Digital polymerase chain reaction detection of telomerase reverse transcriptase promoter mutations in hepatitis B virus related hepatocellular carcinoma

Table 1 Summary of biological, technical, and clinical insights on telomerase reverse transcriptase promoter mutations and digital polymerase chain reaction applications in hepatitis B virus-related hepatocellular carcinoma

Dimension	Key findings	Mechanisms/methodology	Clinical implications	Ref.
Epidemiology and background	TERT promoter mutations occur in 40%-60% of HCC, especially in HBV-related cases. Higher in Asian males (> 55 years) with elevated GGT and poor differentiation	HBV DNA integration at TERT locus; HBx-Sp1/c-Myc coactivation	Predictive biomarker for poor OS/DFS; early detection in cirrhosis or dysplasia	[1,2,30]
Molecular mechanisms	Two hotspot mutations: C228T (93%) and C250T (7%). Create novel ETS binding sites to enhanced transcription (3-5 times)	MAPK-ETS pathway activation; epigenetic marks (H3K4me3, H3K27ac)	Early oncogenic driver; telomerase hyperactivation; tumor immortalization	[13-15]
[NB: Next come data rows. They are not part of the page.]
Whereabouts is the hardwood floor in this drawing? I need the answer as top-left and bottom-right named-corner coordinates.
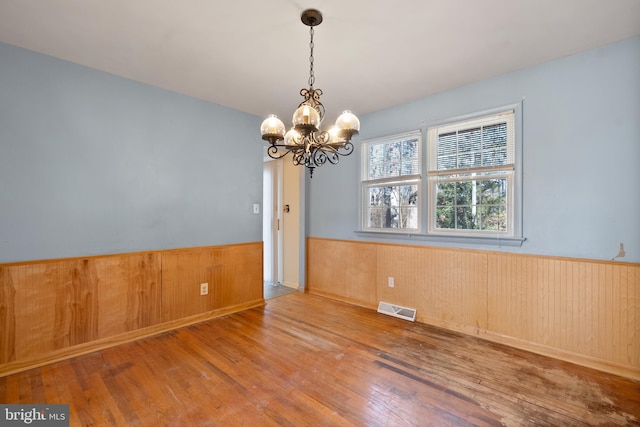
top-left (0, 292), bottom-right (640, 426)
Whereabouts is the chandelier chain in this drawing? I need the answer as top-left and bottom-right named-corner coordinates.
top-left (309, 27), bottom-right (316, 89)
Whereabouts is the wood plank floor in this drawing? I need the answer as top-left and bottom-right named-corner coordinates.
top-left (0, 292), bottom-right (640, 426)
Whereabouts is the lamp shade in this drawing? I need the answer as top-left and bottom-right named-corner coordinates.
top-left (293, 105), bottom-right (320, 128)
top-left (260, 114), bottom-right (285, 137)
top-left (336, 110), bottom-right (360, 132)
top-left (284, 128), bottom-right (302, 145)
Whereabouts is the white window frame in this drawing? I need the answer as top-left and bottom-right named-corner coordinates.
top-left (427, 109), bottom-right (516, 237)
top-left (360, 130), bottom-right (424, 234)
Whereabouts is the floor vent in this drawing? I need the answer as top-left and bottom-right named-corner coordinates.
top-left (378, 301), bottom-right (416, 322)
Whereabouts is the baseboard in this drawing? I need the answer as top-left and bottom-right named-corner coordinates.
top-left (416, 315), bottom-right (640, 380)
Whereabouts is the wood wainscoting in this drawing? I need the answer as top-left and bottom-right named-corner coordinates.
top-left (0, 242), bottom-right (264, 376)
top-left (306, 238), bottom-right (640, 379)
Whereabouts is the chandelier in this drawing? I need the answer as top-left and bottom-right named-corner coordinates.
top-left (260, 9), bottom-right (360, 177)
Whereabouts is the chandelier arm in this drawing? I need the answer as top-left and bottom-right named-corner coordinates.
top-left (267, 144), bottom-right (296, 160)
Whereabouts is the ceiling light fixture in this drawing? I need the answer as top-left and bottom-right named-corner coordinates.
top-left (260, 9), bottom-right (360, 177)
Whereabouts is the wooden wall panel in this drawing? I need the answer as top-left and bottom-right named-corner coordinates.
top-left (0, 266), bottom-right (16, 364)
top-left (377, 244), bottom-right (487, 330)
top-left (162, 247), bottom-right (224, 322)
top-left (162, 242), bottom-right (264, 322)
top-left (306, 239), bottom-right (378, 307)
top-left (94, 252), bottom-right (162, 338)
top-left (487, 253), bottom-right (640, 367)
top-left (218, 243), bottom-right (264, 308)
top-left (307, 238), bottom-right (640, 379)
top-left (0, 242), bottom-right (264, 375)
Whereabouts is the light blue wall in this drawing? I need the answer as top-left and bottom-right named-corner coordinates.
top-left (307, 38), bottom-right (640, 262)
top-left (0, 44), bottom-right (263, 263)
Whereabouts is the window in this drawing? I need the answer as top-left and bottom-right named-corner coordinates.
top-left (358, 102), bottom-right (526, 246)
top-left (362, 131), bottom-right (422, 232)
top-left (427, 111), bottom-right (515, 237)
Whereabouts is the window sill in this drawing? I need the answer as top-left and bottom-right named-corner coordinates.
top-left (355, 231), bottom-right (527, 247)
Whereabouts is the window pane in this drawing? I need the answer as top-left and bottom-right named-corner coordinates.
top-left (479, 205), bottom-right (507, 231)
top-left (434, 178), bottom-right (507, 231)
top-left (435, 182), bottom-right (456, 206)
top-left (476, 178), bottom-right (507, 205)
top-left (401, 139), bottom-right (420, 176)
top-left (435, 206), bottom-right (456, 229)
top-left (367, 138), bottom-right (420, 179)
top-left (455, 181), bottom-right (477, 205)
top-left (367, 184), bottom-right (418, 229)
top-left (458, 128), bottom-right (482, 153)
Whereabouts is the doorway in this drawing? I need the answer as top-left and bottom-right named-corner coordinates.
top-left (262, 160), bottom-right (283, 290)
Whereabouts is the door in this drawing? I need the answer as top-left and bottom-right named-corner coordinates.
top-left (262, 160), bottom-right (283, 283)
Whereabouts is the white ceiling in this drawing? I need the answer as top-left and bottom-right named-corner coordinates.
top-left (0, 0), bottom-right (640, 123)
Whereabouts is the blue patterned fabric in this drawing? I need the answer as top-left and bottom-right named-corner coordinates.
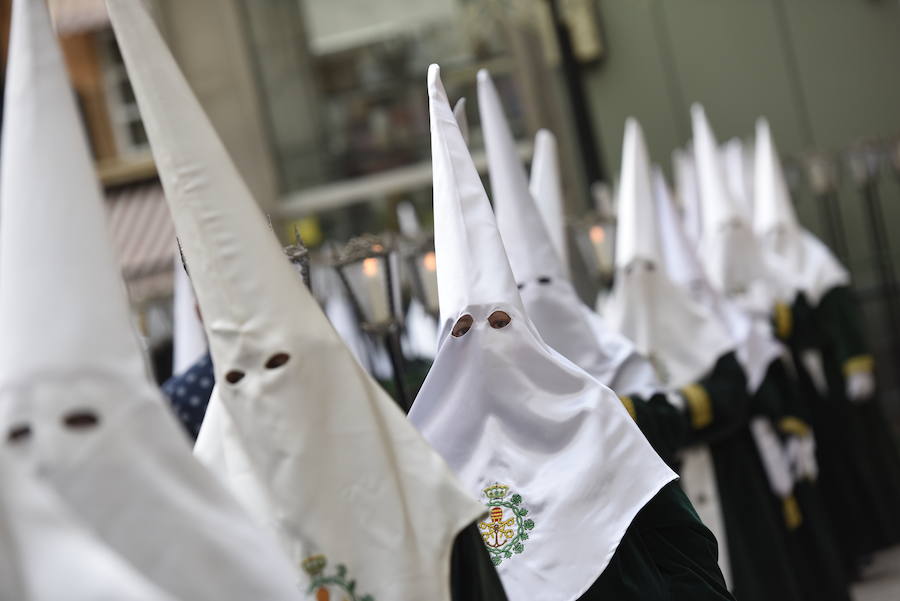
top-left (162, 353), bottom-right (215, 440)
HBV-TERT synergy	35%-40% of HBV-HCC show direct viral integration near TERT promoter	HBV enhancer I/II insertion and HBx interaction drive persistent activation	Synergistic upregulation increases recurrence risk	[18,19]
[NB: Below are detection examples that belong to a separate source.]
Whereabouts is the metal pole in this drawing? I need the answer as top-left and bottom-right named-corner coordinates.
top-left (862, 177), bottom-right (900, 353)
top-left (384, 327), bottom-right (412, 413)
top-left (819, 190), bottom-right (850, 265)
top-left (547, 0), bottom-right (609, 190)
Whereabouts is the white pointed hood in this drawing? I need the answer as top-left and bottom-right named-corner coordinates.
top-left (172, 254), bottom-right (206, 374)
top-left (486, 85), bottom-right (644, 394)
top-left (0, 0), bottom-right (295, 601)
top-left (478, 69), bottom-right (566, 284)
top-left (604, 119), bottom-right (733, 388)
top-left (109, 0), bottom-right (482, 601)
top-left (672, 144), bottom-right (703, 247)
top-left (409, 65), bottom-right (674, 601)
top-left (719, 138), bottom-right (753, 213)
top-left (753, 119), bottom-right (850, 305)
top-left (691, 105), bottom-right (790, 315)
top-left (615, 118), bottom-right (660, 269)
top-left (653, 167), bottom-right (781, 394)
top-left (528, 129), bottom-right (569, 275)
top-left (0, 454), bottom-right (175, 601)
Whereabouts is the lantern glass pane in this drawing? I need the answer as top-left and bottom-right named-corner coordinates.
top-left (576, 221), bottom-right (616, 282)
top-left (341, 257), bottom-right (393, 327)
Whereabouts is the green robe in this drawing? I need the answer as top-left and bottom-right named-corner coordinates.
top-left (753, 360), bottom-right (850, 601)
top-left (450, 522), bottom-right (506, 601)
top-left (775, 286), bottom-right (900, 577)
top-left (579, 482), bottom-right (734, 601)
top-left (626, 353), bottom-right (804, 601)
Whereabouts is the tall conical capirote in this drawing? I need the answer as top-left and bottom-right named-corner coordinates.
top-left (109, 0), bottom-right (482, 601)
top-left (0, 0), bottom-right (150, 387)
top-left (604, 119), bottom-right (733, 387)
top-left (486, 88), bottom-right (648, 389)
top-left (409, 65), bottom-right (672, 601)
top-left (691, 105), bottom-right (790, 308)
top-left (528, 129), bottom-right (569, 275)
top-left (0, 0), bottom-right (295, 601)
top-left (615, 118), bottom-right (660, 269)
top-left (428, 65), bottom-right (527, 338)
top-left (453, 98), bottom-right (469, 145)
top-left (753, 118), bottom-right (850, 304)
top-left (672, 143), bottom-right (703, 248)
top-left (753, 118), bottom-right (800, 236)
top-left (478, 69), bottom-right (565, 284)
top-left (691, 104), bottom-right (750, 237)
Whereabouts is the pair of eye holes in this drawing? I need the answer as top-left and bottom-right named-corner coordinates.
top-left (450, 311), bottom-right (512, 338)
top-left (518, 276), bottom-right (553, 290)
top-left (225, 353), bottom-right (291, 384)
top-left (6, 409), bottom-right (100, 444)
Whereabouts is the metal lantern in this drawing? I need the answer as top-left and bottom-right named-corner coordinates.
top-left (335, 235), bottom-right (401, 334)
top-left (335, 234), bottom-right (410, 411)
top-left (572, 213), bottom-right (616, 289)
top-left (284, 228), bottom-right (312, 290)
Clinical and prognostic value	TERT mutation + TP53 mutation predict poor prognosis. Negative AFP (≤ 200 ng/mL) patients still show recurrence correlation	Nomogram combining TERT, AST, GGT, MVI, BVI achieves C-index 0.76 (OS) and 0.69 (DFS)	Independent predictor of recurrence; superior to non-molecular models	[20,29]
Digital PCR optimization	Overcomes high GC (> 80%) barrier of TERT region	Substitution with 7-deaza-dGTP; CviQ1 enzyme digestion; optimized Mg2+/EDTA ratios	LOD = 0.55 cp/μL; sensitivity 100%; κ = 0.876 (vs 0.39 for Sanger)	[46-48]
Liquid biopsy (ctDNA)	dPCR detects TERT C228T in plasma 3-6 months before imaging recurrence	MRD detection and dynamic risk monitoring via ctDNA quantification	Enables non-invasive follow-up and real-time recurrence surveillance	[51,52]
Immunotherapy and targeted therapy	TERT mutation = “cold tumor” phenotype with low CD8+ infiltration, PD-L1↑, TGF-β↑.	cGAS-STING suppression; immune evasion; anti-angiogenesis signature (VEGFA↑, FGFR1↑)	Poor ICI response; possible sensitivity to Bevacizumab or TERT vaccine (GV1001)	[43-45]
Multi-omics and AI integration	dPCR validates low-abundance mutations; AI models predict TERT mutation (AUC = 0.87)	Integrating dPCR, NGS, and radiomics via CNN, RF, XGBoost	Improves recurrence risk prediction (+10% vs Cox); enables personalized therapy	[56-58]
Future prospects	Standardized TERT-dPCR workflows and ethical data frameworks are essential	Integration with AI “molecular recurrence curve” and multimodal omics	Marks transition to “precision hepatocarcinology” - proactive HCC management	[60-62]

HBV: Hepatitis B virus; TERT: Telomerase reverse transcriptase; PCR: Polymerase chain reaction; AI: Artificial intelligence; HCC: Hepatocellular carcinoma; GGT: Γ-glutamyl transpeptidase; AFP: Alpha-fetoprotein; GC: Guanine-cytosine; dPCR: Digital polymerase chain reaction; PD-L1: Programmed death ligand-1; TGF: Transforming growth factor; AUC: Area under the curve; HBx: Hepatitis B virus X protein; MAPK: Mitogen-activated protein kinase; ETS: E-twenty-six; AST: Aspartate aminotransferase; MVI: Microvascular invasion; BVI: Blood vessel invasion; OS: Overall survival; DFS: Disease-free survival; EDTA: Ethylenediaminetetraacetic acid; MRD: Minimal residual disease; cGAS-STING: Cyclic guanosine monophosphate-adenosine monophosphate synthase -stimulator of interferon genes; VEGFA: Vascular endothelial growth factor-A; FGFR1: Fibroblast growth factor receptor 1; NGS: Next-generation sequencing; CNN: Convolutional neural network; RF: Random forest; XGBoost: Extreme gradient boosting; LOD: Limit of detection; ICI: Immune checkpoint inhibitor.